Iterative gVCF Genotyper Analysis

Iterative gVCF Genotyper Analysis offers an iterative workflow to aggregate new samples into an existing cohort. The iterative workflow allows users to incrementally aggregate new batches of samples with existing batches, without having to redo the analysis from scratch across all samples every time when new samples are available. The workflow takes single sample gVCF files as input, and can be performed in a step-by-step mode if multiple batches of samples are available, or end-to-end mode, if only a single batch of samples is available. Multi-sample gVCF files output from the Pedigree Caller are also accepted as input.

Workflow steps

gVCF aggregation

Users can use iterative gVCF Genotyper to aggregate a batch of gVCF files into a cohort file and a census file. The cohort file is a condensed data format to store gVCF data in multiple samples, similar to a multisample gVCF. The census file stores summary statistics of all the variants and hom-ref blocks among samples in the cohort. When a large number of samples are available, users can divide samples into multiple batches each with a similar sample size (eg 1000 samples), and repeat Step 1 for every batch. If force genotyping was enabled for any input file, any ForceGT calls that are not also called by the variant caller will be ignored.

Census aggregation

After all per batch census files are generated, users can aggregate them into a single global census file. This step scales to aggregate thousands of batches, in a much more efficient way compared to aggregating gVCFs from all batches. When a new batch of samples becomes available users only need to perform Step 1 on the batch, aggregate the census file from the batch with the global census file from all previous batches, and generate an updated global census file.

msVCF generation

When a global census file is updated with new variant sites discovered and/or variant statistics updated at existing variant sites, the user can take per-batch cohort file, per-batch census file, and the global census file as input, and generate a multisample VCF for one batch of samples. The output multisample VCF contains the variants and alleles discovered in all samples from all batches, and also includes global statistics such as allele frequencies, the number of samples with or without genotypes, and the number of samples without coverage. Similar statistics among samples in the batch are also included. This step can be repeated for every batch of samples, and the number of records in each output multisample VCF is the same across all batches.
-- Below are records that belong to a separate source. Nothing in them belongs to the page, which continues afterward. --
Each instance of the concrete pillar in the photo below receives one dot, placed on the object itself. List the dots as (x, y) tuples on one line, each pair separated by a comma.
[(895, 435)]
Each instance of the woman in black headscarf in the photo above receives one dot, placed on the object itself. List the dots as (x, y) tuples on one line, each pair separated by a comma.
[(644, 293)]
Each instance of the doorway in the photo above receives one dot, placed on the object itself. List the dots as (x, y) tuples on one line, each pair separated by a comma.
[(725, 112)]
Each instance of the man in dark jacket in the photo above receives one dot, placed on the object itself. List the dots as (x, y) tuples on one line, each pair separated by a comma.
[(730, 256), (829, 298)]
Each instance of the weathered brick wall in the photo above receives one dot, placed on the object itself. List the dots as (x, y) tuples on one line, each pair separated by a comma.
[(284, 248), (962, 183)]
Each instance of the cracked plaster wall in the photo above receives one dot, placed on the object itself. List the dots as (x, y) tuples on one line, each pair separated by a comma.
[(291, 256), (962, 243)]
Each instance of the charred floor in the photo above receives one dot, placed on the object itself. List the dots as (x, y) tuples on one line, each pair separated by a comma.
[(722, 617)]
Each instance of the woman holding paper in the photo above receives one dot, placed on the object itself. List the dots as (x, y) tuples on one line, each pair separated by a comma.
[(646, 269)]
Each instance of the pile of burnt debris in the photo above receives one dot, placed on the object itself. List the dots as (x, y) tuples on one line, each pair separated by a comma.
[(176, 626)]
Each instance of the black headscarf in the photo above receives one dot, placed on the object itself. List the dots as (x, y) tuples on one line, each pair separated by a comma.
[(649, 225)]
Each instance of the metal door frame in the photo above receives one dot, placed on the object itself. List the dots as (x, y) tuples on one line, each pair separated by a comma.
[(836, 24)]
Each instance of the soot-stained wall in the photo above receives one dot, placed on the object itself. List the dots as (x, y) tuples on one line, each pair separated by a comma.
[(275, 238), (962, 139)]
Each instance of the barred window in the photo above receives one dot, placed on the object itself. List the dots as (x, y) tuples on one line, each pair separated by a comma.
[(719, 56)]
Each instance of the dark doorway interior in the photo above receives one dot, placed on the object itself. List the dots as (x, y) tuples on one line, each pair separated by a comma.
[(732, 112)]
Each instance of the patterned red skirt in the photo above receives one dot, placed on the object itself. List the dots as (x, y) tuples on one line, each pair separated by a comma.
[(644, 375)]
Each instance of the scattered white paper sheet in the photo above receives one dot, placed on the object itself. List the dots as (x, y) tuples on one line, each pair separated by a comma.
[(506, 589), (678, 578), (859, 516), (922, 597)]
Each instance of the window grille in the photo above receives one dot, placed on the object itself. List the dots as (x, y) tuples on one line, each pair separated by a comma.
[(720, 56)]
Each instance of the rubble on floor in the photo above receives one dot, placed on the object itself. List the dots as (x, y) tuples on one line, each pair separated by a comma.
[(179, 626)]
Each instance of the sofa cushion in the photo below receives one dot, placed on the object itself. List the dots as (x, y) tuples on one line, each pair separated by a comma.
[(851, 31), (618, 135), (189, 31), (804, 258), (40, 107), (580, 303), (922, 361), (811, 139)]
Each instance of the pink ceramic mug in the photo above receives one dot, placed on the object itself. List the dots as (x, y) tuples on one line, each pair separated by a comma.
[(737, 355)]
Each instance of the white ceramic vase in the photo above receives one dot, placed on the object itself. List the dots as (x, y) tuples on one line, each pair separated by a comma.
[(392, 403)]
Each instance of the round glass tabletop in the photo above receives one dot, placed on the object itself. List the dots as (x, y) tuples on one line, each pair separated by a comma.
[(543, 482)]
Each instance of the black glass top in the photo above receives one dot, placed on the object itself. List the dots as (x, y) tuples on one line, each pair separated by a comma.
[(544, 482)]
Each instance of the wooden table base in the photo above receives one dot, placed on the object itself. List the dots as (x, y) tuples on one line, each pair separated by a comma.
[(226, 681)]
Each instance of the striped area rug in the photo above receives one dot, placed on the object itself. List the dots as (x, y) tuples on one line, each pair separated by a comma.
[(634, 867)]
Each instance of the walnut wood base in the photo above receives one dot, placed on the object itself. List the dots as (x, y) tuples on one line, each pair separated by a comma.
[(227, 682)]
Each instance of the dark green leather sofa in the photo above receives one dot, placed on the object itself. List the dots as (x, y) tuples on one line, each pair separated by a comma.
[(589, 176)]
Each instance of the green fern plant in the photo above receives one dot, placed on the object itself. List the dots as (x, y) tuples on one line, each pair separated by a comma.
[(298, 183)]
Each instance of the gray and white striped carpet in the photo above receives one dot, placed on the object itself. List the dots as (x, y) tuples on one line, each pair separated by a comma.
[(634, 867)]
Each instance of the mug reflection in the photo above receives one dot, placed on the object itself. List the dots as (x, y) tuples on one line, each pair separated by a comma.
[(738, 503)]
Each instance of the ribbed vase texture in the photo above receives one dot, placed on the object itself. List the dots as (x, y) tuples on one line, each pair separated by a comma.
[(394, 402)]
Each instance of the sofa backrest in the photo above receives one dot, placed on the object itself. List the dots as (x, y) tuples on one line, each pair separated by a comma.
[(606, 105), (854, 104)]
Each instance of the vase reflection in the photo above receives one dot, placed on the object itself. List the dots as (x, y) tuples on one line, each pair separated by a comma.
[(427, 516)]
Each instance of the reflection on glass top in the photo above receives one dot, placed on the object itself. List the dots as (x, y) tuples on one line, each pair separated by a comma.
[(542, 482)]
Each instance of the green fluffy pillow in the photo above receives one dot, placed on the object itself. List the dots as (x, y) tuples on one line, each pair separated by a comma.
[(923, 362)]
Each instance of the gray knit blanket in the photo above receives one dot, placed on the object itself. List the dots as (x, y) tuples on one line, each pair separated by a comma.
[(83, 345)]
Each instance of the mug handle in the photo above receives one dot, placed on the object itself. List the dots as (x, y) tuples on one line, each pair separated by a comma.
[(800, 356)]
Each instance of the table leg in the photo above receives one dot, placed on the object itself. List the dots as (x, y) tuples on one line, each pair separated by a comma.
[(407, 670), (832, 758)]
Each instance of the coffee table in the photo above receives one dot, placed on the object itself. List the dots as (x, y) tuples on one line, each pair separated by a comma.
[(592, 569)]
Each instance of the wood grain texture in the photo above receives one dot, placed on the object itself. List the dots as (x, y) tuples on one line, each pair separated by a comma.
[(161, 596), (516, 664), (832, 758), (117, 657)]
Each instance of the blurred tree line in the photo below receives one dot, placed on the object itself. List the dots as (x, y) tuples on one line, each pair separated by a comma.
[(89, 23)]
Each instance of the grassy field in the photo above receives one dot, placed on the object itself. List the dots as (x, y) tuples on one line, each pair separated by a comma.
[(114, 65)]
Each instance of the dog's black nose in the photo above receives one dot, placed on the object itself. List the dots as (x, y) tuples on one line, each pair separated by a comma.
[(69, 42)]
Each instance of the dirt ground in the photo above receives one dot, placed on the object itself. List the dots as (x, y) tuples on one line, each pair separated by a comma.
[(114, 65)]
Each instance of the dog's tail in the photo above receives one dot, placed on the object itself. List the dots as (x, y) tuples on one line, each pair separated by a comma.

To facilitate parallel processing on distributed compute nodes the user can choose to split the genome into shards of equal size for each step, and process each shard using one instance of iterative gVCF Genotyper on each compute node. See option --shard.

There is a special treatment of alternative or unaligned contigs when the --shard option is enabled: all contigs that are not autosomes, X, Y or chrM are included in the last shard. No other contigs will be assigned to the last shard. The mitochondrial contig will always be on its own in the second to last shard.

If a combined msVCF of all batches is required, an additional step should run separately to merge all of the batch msVCF files into a single msVCF containing all samples.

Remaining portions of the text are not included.